How far left is too far?
Is it safer in the middle, were we might all find some common ground, some middling area where our beliefs can mingle, even if they never come together?
When does passion become hatred? When does heartbreak become anger? When does passionate feminism become misandry? When does speaking out against systemic racism transform itself into anti-white sentiments? Do we know if we’ve crossed the line if we are caught in the vortex of our emotions? The line is fine.
How can we express our anger, our pain, our heartbreak, our anguish without letting it consume us? How can we come together in the middle, where maybe we can mingle, even if we never come together? What is it going to take for us to be able to look at each other and say, “I see you for who you are, whatever color you are, whatever gender you are, and you’re human, like me. You are me. I am you.”
The line between passionate feminism and misandry is so fine, it’s almost invisible. Feminism is never about hating men- it’s supposed to be about changing the system which keeps women subservient and incapable of surviving without men.
Intersectional feminism is essential – as a white woman, I will never know the pain of a black woman, a Hispanic woman, an Asian woman. I never disavowed my heritage – I am a well-disguised Asian woman, but I have to claim it or you’d never know. And how quick are you to tell me that my quarter Filipino blood doesn’t count because I don’t look Asian? I don’t need to prove my Asianess to you; I don’t need to prove to you that I grew up multicultural, I don’t need to speak Spanish to you with a perfect accent for you to see that where I come from, we love everyone regardless of their heritage. I can walk these streets as a white woman; I can hide in the masses and you would never know. But I don’t want to hide and I don’t want to claim it to make me different. I claim it because it’s the truth. Because it’s who I am and how I’ve lived and where I’m from. My half-black nephew, my Mexican stepfather, my half-Filipino father, my Filipina grandmother. I claim them all, regardless of how I can cloak myself in the light. I am them, they are me.
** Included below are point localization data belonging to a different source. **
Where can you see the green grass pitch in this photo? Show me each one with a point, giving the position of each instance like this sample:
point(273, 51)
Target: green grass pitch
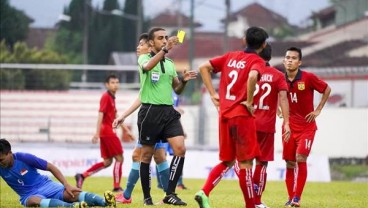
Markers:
point(227, 194)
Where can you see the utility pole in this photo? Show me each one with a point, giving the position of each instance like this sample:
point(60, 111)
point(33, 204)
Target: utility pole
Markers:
point(85, 40)
point(226, 37)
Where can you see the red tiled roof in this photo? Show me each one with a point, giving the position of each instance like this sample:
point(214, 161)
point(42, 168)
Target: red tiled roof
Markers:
point(170, 19)
point(206, 45)
point(257, 15)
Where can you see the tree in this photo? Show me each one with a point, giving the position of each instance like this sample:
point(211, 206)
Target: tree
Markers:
point(131, 8)
point(32, 78)
point(13, 24)
point(106, 33)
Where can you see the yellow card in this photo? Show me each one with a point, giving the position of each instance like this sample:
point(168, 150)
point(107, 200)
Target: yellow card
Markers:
point(181, 35)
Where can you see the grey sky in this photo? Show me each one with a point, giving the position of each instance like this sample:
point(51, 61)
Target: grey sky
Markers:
point(208, 12)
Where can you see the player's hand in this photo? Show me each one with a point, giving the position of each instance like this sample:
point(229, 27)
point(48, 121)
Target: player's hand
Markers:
point(216, 101)
point(188, 75)
point(95, 138)
point(249, 107)
point(171, 42)
point(312, 116)
point(118, 121)
point(287, 132)
point(130, 135)
point(71, 190)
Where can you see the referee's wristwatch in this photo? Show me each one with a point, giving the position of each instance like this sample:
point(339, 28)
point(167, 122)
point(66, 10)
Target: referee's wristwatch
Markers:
point(164, 49)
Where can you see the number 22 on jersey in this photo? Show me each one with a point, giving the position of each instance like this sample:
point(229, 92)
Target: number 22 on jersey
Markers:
point(266, 89)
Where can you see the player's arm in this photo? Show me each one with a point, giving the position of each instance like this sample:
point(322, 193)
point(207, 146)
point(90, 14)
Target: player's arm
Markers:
point(133, 107)
point(152, 62)
point(58, 175)
point(251, 86)
point(313, 115)
point(206, 69)
point(179, 84)
point(98, 128)
point(284, 105)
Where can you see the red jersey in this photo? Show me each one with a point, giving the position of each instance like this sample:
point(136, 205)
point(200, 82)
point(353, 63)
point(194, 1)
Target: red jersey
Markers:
point(266, 98)
point(235, 68)
point(301, 94)
point(107, 107)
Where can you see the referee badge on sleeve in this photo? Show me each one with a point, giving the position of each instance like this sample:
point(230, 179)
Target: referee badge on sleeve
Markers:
point(301, 86)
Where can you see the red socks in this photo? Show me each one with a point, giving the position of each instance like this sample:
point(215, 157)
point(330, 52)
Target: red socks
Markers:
point(117, 173)
point(214, 177)
point(246, 185)
point(295, 187)
point(301, 179)
point(289, 180)
point(259, 179)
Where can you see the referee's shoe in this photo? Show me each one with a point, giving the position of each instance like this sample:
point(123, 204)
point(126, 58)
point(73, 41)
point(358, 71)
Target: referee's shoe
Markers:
point(174, 200)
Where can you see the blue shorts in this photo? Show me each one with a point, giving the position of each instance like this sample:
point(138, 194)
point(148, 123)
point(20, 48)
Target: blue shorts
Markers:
point(158, 145)
point(49, 190)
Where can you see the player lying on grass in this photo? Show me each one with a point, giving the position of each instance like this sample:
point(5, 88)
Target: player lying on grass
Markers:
point(19, 171)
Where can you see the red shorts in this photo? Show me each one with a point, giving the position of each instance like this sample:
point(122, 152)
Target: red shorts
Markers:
point(299, 143)
point(110, 146)
point(238, 139)
point(266, 145)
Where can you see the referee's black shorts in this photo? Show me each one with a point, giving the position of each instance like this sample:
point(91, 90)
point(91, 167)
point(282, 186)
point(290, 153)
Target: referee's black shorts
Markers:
point(158, 122)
I don’t want to be angry, I don’t want to be frustrated but there is so much to do. There are so many walls and ceilings that still need to be broken down. Maybe not for me, a white woman in America, but for anyone who isn’t a white man. Don’t misconstrue my anger or my passion as hatred. I hate no one. I am simply so frustrated and I’ve just awoken to this misery. I can’t imagine the depths of the anger of the black woman who has had to deal with generations of oppression.
Tomi Lahren can say it’s perceived oppression; that it’s not a real thing; that it can’t be because there is so much equal opportunity now. Tomi, dear, really? There is so much equal opportunity? The Equal Rights Amendment still hasn’t passed; we’re still debating whether a woman deserves the right to decide if she’s ready to be a mother (but hey, the guy? the guy can totally bail and oh, what? He possibly gets jail time for not paying child support over an extended period of time – doesn’t really benefit the mother, either). The picture perfect family structure that Great White Right wants to proliferate isn’t a THING because our education system sucks, we don’t promote people based on merit, and we as a people, as a collective, have all of these biases and judgments and stereotypes that rattle through our minds and we are simply not AWAKE enough to realize the pain we’re inflicting on ourselves. Reality is perception, perception is reality, Tomi. The fact of the matter is that you were ablaze in all your white privilege. You are privileged. How wonderful it is to be you. And while you have every right to criticize the Black Lives Matter movement, Colin Kaepernick, and anyone else you damn well please, for the love of all that is holy and just, bring with you a solution. Don’t say you don’t protest because you’re not a victim. You don’t protest because the system benefits you. Why would you bite the hand that feeds you?
These things are real. The pain is real. Just because it doesn’t directly impact you doesn’t mean that it ceases to exist. It simply means that you don’t care. And how can we ever coexist if you never acknowledge someone else’s pain?